Let $R$ be a $\mathbb{C}$-algebra and $(\pi, V )$ a finite dimensional simple $R$-module. Show that
(a) The ring $\pi(R) \subset \operatorname{End}_{\mathbb{C}}(V)$ is simple.
(b) We have $\pi(R) = \operatorname{End}_\mathbb{C}(V)$.
So I want to show that $\pi(R)$ is Artinian, and then show that its Jacobson radical is $0$, so then I can conclude it is semisimple. I'm not sure how to show it is Artinian, and where do I go after I show it is semisimple. Maybe work with the finite dimensionality of the endomorphism ring?
Let us put $S=\pi(R)$ and $J$ its Jacobson radical. Note that $V$ is a simple $S$-module.
$S$ is semi-simple. Indeed, $S$ is artinian since its left ideals are complex subspaces of $S\subset\mathrm{End}_\Bbb{C}(V)$, which has finite dimension, and thus satisfy the descending chain condition. $S$ is also Jacobson semi-simple since by Nakayama's lemma and finite generation of $V$, $JV$ is a proper $S$-submodule of $V$ and therefore zero by simplicity of $V$ (*). It follows that $J=0$ and thus that $S$ is semi-simple.
(*) Alternatively, and more to the point, $JV=0$ by simplicity of $V$ as an $S$-module and by definition of the Jacobson radical as those elements in $S$ killing all simple $S$-modules.

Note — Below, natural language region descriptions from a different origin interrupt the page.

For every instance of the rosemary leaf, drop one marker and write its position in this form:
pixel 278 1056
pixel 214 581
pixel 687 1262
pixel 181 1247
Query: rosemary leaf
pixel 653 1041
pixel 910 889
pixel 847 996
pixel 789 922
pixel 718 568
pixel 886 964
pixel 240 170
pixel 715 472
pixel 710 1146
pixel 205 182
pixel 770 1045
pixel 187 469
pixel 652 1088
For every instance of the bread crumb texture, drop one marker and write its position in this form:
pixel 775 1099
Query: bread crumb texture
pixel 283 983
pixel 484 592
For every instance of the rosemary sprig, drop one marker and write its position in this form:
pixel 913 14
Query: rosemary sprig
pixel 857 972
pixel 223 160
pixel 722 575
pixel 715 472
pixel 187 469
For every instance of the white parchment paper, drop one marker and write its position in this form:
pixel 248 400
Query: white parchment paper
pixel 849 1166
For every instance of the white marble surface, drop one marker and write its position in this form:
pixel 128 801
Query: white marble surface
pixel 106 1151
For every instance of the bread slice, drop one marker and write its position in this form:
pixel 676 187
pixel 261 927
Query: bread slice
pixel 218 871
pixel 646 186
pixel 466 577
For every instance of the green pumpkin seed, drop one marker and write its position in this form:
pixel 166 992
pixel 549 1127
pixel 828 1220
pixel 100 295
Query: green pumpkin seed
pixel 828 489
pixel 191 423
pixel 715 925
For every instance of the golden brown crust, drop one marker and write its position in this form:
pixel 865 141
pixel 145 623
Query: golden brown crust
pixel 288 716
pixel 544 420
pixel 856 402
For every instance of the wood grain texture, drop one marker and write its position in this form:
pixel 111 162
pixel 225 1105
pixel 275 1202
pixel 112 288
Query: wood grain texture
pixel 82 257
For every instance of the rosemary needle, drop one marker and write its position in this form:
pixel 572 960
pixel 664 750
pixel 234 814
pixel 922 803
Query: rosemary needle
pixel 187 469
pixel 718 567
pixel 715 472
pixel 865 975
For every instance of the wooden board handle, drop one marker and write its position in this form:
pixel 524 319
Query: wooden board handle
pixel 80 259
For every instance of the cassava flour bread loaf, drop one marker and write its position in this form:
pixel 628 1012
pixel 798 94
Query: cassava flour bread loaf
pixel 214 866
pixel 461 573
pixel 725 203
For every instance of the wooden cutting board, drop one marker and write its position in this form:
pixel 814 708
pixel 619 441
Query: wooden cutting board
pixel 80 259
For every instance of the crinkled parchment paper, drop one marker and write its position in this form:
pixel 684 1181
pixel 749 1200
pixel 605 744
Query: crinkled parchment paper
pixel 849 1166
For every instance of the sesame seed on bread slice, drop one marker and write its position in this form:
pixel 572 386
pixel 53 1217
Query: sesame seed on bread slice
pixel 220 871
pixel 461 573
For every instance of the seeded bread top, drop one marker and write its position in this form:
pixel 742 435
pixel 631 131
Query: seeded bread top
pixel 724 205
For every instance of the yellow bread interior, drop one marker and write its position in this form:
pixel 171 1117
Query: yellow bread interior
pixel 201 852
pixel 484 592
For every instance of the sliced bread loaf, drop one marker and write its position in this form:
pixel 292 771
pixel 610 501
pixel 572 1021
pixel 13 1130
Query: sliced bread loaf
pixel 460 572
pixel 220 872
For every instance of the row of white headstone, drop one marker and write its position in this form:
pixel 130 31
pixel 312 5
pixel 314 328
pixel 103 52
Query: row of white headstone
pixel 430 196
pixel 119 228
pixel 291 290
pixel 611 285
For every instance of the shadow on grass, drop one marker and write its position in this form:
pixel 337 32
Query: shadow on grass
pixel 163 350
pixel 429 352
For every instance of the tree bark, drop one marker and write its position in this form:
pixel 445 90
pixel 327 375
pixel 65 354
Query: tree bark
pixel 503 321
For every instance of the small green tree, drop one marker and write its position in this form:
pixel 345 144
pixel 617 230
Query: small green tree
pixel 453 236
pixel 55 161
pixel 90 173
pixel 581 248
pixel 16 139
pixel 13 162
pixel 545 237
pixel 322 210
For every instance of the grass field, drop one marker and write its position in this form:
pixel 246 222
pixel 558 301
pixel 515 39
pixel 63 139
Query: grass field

$S$ is simple. By the Artin-Wedderburn theorem and the fact that there are no nontrivial finite dimensional complex division algebras we have $S\simeq\prod_{i=1}^rM_{n_i}(\Bbb{C})$. In fact, $r=1$ and $S\simeq M_m(\Bbb{C})$. Indeed, if there were two factors or more, the element $e$ of $S$ corresponding to $(I_{n_1},0,\dots,0)$ would define a nontrivial central idempotent of $S$, and thus two nontrivial $S$-submodules $\mathrm{Ker}(e)$ and $\mathrm{Im}(e)$, contradicting the simplicity of $V$ as an $S$-module.
$S=\mathrm{End}_\Bbb{C}(V)$. Recall that $M_m(\Bbb{C})$ has up to isomorphism a single simple module which is isomorphic to $\Bbb{C}^m$. We conclude that $V$ has dimension $\mathrm{dim}(V)=m$ and $S$ dimension $\mathrm{dim}(V)^2$. Therefore $S=\mathrm{End}_\Bbb{C}(V)$.